Epimedium pinnatum
Common Name: bishop's hat
Type: Herbaceous perennial
Family: Berberidaceae
Native Range: Northern Iran
Zone: 5 to 8
Height: 0.50 to 1.00 feet
Spread: 0.50 to 1.00 feet
Bloom Time: April to May
Bloom Description: Yellow with red spurs
Sun: Part shade to full shade
Water: Dry to medium
Maintenance: Low
Suggested Use: Ground Cover, Naturalize
Flower: Showy
Tolerate: Rabbit, Deer, Drought, Heavy Shade, Erosion, Dry Soil, Shallow-Rocky Soil

Culture

Easily grown in average, acidic, dry to medium moisture, well-drained soils in part shade to full shade. Prefers loose, organically rich loams with consistent moisture in part shade (sun-dappled or morning sun). Foliage will usually burn in full afternoon sun. Tolerates full shade. Also tolerates drought and dry shade (rhizomes hold moisture) once established. Intolerant of alkaline soils. Clumps spread somewhat slowly by creeping rhizomes, but will form attractive colonies over time. Foliage is evergreen in warm winter climates, but foliage may drop to the ground in cold St. Louis winters. Regardless of winter performance, it is still best to cut back any remaining old foliage in late winter prior to the emergence of the new growth. Propagate by division in early spring or fall.

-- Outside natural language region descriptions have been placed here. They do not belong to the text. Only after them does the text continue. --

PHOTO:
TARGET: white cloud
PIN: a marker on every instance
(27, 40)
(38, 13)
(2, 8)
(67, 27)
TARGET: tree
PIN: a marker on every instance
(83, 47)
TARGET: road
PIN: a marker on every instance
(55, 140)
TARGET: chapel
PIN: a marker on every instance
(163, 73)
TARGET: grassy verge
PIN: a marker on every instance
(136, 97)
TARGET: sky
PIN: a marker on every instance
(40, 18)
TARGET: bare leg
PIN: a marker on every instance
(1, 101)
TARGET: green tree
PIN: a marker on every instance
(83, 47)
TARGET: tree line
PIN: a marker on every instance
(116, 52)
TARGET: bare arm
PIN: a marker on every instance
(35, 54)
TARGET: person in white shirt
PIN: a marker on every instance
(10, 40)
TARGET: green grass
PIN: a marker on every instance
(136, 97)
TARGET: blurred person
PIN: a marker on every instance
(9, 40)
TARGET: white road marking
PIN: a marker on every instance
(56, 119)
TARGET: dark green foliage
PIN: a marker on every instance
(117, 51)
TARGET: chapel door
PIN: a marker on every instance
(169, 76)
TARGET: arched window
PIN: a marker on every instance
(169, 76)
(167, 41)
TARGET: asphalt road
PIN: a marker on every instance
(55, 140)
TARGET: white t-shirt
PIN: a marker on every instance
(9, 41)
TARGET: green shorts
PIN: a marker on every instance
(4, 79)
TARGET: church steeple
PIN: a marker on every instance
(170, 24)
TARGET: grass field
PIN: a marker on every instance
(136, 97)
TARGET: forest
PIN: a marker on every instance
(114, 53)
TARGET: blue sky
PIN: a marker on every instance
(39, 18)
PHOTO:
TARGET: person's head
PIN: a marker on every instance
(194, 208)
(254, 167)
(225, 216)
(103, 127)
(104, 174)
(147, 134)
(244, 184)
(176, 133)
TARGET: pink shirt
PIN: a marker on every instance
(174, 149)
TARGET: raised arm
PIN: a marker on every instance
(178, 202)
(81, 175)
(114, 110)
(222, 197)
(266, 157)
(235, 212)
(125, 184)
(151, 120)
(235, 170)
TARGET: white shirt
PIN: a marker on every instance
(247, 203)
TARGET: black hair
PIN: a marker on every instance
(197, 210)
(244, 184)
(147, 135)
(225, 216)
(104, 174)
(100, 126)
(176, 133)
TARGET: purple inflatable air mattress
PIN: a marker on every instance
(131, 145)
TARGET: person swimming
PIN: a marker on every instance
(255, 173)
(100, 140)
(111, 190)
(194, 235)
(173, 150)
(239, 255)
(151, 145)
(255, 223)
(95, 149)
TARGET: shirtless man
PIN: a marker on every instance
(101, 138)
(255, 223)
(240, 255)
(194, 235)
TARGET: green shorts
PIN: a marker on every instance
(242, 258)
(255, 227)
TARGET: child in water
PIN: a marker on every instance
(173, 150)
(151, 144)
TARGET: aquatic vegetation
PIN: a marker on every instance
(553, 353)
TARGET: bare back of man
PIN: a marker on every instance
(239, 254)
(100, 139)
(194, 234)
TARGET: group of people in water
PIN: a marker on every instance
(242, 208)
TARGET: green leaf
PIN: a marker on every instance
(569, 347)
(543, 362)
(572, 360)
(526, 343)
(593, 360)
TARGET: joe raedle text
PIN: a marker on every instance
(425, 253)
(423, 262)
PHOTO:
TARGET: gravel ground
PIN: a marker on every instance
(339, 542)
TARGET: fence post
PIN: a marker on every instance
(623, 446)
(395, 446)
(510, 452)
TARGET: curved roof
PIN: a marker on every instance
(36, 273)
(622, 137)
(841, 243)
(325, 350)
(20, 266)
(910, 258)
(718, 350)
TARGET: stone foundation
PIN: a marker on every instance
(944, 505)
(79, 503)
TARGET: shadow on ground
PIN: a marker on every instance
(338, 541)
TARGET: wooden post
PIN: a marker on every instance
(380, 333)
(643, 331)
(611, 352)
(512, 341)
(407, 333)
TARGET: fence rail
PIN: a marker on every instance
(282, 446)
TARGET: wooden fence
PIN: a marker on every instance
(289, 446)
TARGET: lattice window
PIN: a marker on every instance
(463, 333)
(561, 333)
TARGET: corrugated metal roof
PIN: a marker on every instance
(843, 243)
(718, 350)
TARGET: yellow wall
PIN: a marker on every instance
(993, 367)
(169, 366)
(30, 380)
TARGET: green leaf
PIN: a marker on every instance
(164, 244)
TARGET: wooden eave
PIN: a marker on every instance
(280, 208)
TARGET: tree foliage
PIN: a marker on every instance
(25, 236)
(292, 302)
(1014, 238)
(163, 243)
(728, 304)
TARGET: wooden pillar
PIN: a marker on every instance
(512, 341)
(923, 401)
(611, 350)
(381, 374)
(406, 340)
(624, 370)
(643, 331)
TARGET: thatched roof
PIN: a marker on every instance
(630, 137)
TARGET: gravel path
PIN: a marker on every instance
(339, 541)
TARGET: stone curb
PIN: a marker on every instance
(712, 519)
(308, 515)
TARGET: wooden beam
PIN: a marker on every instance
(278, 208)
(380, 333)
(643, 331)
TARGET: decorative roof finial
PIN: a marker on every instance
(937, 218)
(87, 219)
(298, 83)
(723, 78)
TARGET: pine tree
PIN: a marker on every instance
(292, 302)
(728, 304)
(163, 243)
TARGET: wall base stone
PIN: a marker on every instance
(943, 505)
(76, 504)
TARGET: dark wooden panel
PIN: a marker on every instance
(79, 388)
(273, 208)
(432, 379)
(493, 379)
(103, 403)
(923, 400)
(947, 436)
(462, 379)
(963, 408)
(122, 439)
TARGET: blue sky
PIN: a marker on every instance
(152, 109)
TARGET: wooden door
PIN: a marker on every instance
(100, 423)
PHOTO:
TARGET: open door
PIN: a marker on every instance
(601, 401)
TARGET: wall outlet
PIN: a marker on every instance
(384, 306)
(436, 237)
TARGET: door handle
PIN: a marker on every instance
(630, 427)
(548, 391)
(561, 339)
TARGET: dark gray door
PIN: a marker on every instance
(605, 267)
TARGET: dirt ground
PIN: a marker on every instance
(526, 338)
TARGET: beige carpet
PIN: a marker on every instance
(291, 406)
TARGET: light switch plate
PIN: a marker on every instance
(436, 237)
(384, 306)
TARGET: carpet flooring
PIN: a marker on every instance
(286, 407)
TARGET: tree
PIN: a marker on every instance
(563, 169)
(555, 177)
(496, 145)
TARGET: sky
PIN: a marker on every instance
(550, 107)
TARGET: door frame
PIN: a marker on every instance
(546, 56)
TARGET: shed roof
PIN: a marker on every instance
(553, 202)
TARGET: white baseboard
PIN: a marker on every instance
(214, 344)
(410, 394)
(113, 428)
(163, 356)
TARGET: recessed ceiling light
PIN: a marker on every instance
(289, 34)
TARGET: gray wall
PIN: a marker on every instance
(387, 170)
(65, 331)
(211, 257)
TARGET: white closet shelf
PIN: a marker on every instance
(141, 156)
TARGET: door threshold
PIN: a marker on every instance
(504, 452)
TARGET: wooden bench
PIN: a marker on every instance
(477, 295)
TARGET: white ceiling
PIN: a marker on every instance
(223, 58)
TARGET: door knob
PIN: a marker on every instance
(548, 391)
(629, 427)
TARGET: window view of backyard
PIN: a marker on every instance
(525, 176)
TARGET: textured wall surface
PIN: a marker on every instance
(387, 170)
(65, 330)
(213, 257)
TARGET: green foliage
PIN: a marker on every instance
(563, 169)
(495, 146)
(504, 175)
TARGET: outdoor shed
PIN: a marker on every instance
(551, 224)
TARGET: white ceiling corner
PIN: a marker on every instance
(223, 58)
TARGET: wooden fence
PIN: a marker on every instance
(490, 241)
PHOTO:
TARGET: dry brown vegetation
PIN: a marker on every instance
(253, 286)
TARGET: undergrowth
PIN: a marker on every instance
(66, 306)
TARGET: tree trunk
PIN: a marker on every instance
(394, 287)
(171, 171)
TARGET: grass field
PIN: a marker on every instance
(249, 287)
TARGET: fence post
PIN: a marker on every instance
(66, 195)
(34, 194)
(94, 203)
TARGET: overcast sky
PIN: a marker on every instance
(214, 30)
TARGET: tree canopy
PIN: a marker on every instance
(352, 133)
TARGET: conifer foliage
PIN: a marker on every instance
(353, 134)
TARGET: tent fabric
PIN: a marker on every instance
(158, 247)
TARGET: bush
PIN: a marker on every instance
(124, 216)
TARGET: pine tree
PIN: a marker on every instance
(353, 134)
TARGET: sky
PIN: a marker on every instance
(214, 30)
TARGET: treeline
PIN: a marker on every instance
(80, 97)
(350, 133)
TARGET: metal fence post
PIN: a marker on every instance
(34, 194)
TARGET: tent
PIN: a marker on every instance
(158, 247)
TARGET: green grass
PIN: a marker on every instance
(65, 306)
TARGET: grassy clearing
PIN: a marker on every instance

Noteworthy Characteristics

Epimedium pinnatum is a rhizomatous, clump-forming, evergreen perennial that grows to 8-12" tall. It is native to woodland areas of the Caucasus (subsp. pinnatum from regions near the Caspian Sea and subsp. colchicum from regions near the Black Sea). Showy flowers (to 3/4" wide) feature bright yellow petal-like inner sepals, red spurs, and minute brownish petals. Flowers bloom in spring (April-May) in terminal racemes (12-30 flowers) atop leafless flowering stems (plant leaves are all basal) rising to 12" tall. Basal leaves are biternate (9 leaflets) or pinnate (5 or 11 leaflets). Dark green leaflets (to 3" long) with red or white surface hair (maturing to hairless) have acute tips, cornate bases and serrate margins. E. pinnatum subsp. colchicum is a very popular landscape plant, and primarily differs from subsp. pinnatum by having showier flowers on larger plants (12-16" tall).

Genus name is of unclear origin and meaning but the Greeks used epimedion for a very different plant.

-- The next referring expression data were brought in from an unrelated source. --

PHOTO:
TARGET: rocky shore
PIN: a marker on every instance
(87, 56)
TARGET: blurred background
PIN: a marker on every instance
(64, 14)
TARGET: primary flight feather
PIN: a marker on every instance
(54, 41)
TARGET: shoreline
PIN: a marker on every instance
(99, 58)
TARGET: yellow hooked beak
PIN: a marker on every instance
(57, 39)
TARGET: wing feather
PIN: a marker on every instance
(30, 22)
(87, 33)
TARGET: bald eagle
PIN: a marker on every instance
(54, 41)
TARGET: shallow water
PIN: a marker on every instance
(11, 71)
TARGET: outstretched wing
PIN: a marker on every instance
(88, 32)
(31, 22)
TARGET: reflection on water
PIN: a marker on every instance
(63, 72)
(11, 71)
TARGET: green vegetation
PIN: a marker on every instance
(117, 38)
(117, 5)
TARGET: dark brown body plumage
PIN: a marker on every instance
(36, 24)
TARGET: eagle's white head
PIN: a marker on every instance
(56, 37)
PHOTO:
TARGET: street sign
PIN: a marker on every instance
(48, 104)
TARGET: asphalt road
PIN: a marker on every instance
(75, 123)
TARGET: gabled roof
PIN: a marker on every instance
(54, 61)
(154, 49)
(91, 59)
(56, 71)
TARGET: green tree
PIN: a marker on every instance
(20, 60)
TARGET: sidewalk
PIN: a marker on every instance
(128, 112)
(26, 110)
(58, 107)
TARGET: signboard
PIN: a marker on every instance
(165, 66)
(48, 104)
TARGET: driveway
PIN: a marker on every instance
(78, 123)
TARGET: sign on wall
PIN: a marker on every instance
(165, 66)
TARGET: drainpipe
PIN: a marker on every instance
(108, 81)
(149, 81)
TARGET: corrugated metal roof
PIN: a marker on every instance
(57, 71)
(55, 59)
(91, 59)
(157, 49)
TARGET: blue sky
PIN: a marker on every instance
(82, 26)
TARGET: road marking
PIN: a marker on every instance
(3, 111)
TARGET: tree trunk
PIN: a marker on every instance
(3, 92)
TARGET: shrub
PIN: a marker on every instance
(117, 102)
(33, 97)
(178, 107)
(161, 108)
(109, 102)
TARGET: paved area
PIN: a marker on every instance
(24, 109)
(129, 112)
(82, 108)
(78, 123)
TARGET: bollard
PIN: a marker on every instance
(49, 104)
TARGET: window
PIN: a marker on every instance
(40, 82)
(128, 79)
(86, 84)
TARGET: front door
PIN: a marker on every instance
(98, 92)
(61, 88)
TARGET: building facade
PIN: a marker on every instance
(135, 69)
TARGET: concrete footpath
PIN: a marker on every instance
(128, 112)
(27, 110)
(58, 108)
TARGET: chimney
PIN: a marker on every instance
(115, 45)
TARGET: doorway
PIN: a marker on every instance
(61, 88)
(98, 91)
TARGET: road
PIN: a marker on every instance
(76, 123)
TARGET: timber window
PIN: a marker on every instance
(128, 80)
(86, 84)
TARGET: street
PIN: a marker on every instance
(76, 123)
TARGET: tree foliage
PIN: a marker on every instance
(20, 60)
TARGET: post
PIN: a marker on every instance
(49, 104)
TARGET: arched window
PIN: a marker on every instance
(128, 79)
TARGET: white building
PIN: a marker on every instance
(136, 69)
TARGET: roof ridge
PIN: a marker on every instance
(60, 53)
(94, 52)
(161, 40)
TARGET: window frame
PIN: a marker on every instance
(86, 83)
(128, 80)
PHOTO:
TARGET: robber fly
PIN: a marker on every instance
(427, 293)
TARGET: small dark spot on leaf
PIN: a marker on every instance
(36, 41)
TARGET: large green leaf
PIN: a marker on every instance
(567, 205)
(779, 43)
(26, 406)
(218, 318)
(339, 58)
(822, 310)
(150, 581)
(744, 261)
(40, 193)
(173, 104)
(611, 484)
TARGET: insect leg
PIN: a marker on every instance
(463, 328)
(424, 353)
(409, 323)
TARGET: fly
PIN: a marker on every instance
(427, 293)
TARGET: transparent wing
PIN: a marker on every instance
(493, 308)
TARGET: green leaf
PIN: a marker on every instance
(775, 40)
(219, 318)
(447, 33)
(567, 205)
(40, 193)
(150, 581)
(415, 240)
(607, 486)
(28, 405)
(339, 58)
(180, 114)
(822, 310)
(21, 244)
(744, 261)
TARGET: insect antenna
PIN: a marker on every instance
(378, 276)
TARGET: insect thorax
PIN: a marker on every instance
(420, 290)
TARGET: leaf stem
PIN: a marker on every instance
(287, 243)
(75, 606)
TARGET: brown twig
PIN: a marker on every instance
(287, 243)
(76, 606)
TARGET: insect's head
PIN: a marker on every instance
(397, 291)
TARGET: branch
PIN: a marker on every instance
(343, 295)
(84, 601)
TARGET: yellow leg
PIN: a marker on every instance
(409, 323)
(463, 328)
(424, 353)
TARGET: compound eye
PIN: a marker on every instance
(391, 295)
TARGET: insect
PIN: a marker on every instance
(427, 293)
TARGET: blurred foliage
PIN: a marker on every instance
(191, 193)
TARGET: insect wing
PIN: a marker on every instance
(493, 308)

Specific epithet comes from the Latin word pinnatus meaning feathered in probable reference to leaf shape.

Epimediums are commonly called bishop’s hat (four-spurred flowers of some species resemble a clergyman's biretta) or barrenwort (root extract was once believed to prevent female conception).

Problems

No serious insect or disease problems. Mosaic virus (transmitted by aphids) is the main disease problem.

Garden Uses

Ground cover or edger for shady areas. Mass in woodland gardens, wild gardens or naturalized areas. Also effective in partially shaded areas of rock gardens and border fronts. Grows well under trees. Edger for paths and walkways.